Singapore has announced plans to issue up to five digital bank licenses as part of efforts to add market diversity and boost the banking system in the country, as it looks to become a digital economy. The move also is part of a market liberalisation journey spanning two decades and an extension of an existing internet banking framework that has allowed local banks to establish digital bank subsidiaries. 

The announcement meant that non-bank organisations would be able to apply for a license and offer digital banking services, according to the Monetary Authority of Singapore (MAS). 

The industry regulator in July 2000 had issued a policy to enable Singapore banks to either set up digital bank subsidiaries on their own or do so within a joint venture, in which the local bank must retain control. The minimum paid-up capital for such subsidiaries was S$100 million (US$73.83 million), since the parent banking group already would have fulfilled a capital requirement of S$1.5 billion (US$1.11 billion). 

In this latest move, MAS said it would issue up to two digital full bank licenses, allowing licensees to offer financial services and take deposits from retails customers, and up to three digital wholesale bank licenses, which would enable licensees to serve small and midsize businesses (SMBs) and other non-retail segments. 

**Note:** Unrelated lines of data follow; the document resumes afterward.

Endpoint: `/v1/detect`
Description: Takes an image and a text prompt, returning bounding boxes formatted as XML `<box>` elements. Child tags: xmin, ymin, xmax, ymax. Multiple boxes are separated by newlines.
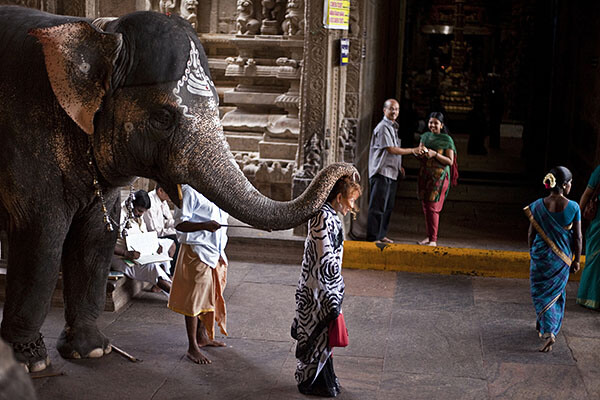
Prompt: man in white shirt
<box><xmin>144</xmin><ymin>184</ymin><xmax>179</xmax><ymax>275</ymax></box>
<box><xmin>144</xmin><ymin>184</ymin><xmax>177</xmax><ymax>237</ymax></box>
<box><xmin>167</xmin><ymin>184</ymin><xmax>229</xmax><ymax>365</ymax></box>
<box><xmin>112</xmin><ymin>190</ymin><xmax>174</xmax><ymax>293</ymax></box>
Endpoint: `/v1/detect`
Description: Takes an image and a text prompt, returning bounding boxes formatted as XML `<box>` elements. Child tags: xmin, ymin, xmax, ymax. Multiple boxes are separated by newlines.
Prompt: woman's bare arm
<box><xmin>572</xmin><ymin>219</ymin><xmax>582</xmax><ymax>272</ymax></box>
<box><xmin>580</xmin><ymin>186</ymin><xmax>594</xmax><ymax>211</ymax></box>
<box><xmin>427</xmin><ymin>148</ymin><xmax>454</xmax><ymax>166</ymax></box>
<box><xmin>528</xmin><ymin>222</ymin><xmax>535</xmax><ymax>249</ymax></box>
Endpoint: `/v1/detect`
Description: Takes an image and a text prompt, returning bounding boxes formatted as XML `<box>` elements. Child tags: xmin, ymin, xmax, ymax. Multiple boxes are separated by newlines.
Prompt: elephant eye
<box><xmin>150</xmin><ymin>108</ymin><xmax>176</xmax><ymax>131</ymax></box>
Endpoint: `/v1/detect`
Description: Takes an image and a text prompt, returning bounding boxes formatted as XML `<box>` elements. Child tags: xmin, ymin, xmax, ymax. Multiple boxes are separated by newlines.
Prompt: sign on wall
<box><xmin>340</xmin><ymin>38</ymin><xmax>349</xmax><ymax>65</ymax></box>
<box><xmin>323</xmin><ymin>0</ymin><xmax>350</xmax><ymax>30</ymax></box>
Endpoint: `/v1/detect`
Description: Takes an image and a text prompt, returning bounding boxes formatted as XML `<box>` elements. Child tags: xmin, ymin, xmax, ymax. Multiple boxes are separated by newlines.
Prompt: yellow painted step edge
<box><xmin>342</xmin><ymin>241</ymin><xmax>586</xmax><ymax>281</ymax></box>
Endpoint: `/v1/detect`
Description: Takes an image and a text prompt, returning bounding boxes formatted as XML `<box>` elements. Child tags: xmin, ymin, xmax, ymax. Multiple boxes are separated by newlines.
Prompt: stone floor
<box><xmin>19</xmin><ymin>260</ymin><xmax>600</xmax><ymax>400</ymax></box>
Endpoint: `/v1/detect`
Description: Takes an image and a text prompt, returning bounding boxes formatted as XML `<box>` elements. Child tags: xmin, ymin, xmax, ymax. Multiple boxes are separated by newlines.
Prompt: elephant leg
<box><xmin>1</xmin><ymin>221</ymin><xmax>68</xmax><ymax>373</ymax></box>
<box><xmin>56</xmin><ymin>210</ymin><xmax>117</xmax><ymax>360</ymax></box>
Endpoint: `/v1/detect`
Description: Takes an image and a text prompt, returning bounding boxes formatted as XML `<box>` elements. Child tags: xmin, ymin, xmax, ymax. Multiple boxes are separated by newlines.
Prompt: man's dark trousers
<box><xmin>367</xmin><ymin>174</ymin><xmax>398</xmax><ymax>241</ymax></box>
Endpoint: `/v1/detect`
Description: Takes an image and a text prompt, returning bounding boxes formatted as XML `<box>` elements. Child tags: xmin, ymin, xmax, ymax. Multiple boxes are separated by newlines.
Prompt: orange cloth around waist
<box><xmin>168</xmin><ymin>244</ymin><xmax>227</xmax><ymax>339</ymax></box>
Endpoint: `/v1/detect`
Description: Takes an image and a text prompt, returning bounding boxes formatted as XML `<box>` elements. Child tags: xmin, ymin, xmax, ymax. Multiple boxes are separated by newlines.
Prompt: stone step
<box><xmin>226</xmin><ymin>235</ymin><xmax>304</xmax><ymax>265</ymax></box>
<box><xmin>225</xmin><ymin>132</ymin><xmax>262</xmax><ymax>152</ymax></box>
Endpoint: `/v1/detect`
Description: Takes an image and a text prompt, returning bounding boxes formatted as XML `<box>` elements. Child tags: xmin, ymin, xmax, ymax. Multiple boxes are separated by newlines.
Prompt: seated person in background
<box><xmin>112</xmin><ymin>190</ymin><xmax>174</xmax><ymax>294</ymax></box>
<box><xmin>144</xmin><ymin>183</ymin><xmax>180</xmax><ymax>275</ymax></box>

Only companies headquartered in Singapore and controlled by Singaporeans were eligible to apply for digital full bank licenses. Foreign companies keen to join the ranks would have to form a joint venture with a local company, with the joint venture entity headquartered in Singapore and controlled by Singaporeans. 

In addition, digital full bank applicants would have to meet three key criteria including a track record in operating an existing business, in their respective technology or e-commerce fields, and a value proposition detailing how it could serve existing unmet or underserved needs.

"MAS will not allow any bank, digital or not, to engage in value-destructive competition to gain market share," the regulator said in a statement. "MAS will assess the reasonableness of the applicant's business plans and financial projections such as cost-to-income ratio and net interest margin."

Application for digital wholesale bank licences would be open to all companies, but applicants also would need to meet the same eligibility criteria as digital full banks. In addition, digital wholesale bank licensees must be locally incorporated and submit a viable exit plan during the application stage. They also would need a minimum paid-up capital of S$100 million.

Announcing the move Friday, MAS Chairman and Singapore's Senior Minister Tharman Shanmugaratnam said: "The new digital bank licences mark the next chapter in Singapore's banking liberalisation journey. They will ensure that Singapore's banking sector continues to be resilient, competitive, and vibrant."

He noted that MAS in 1999 had embarked on a journey to open up the country's financial sector, including banking, securities, and insurance, and now was ready to welcome the entry of digital banks in its next phrase of market liberalisation. Tharman said. "This new phase of banking liberalisation will add diversity and help strengthen the resilience of our banking system in a new digital era in finance."

He explained that digital full bank licenses were restricted to two so as "not to fragment Singapore's small domestic retail banking market" and keeping these local would help main a strong local core in the country's banking system. With regards to the digital wholesale licenses, he added that MAS would review whether to issue more of such licenses in future. 

He further noted that safeguards would be put in place to protect depositors, mitigate the risk of untested business models, and minimise costs to the financial system in the event of a failure. At the same time, the goal was to ensure digital banks were able to compete with incumbents on a level playing field.

Tharman said: "In time, successful digital banks in Singapore can also complement the local banks in anchoring domestic financial stability."

MAS said it would invite applications in August 2019 and provide more details on eligibility and admission criteria then.

Earlier this week, the regulator said it was in discussions with Facebook regarding the social media's recently-launched cryptocurrency, Libra, to assess how the platform functioned including its security and operations. Digital tokens or cryptocurrencies are permitted in Singapore, but are regulated if they involve products governed under the country's Securities and Futures Act. MAS in the past year had repeatedly cautioned the public to understand the risks before investing in cryptocurrencies, stressing that these were not recognised as legal tender and functioned in an unregulated environment.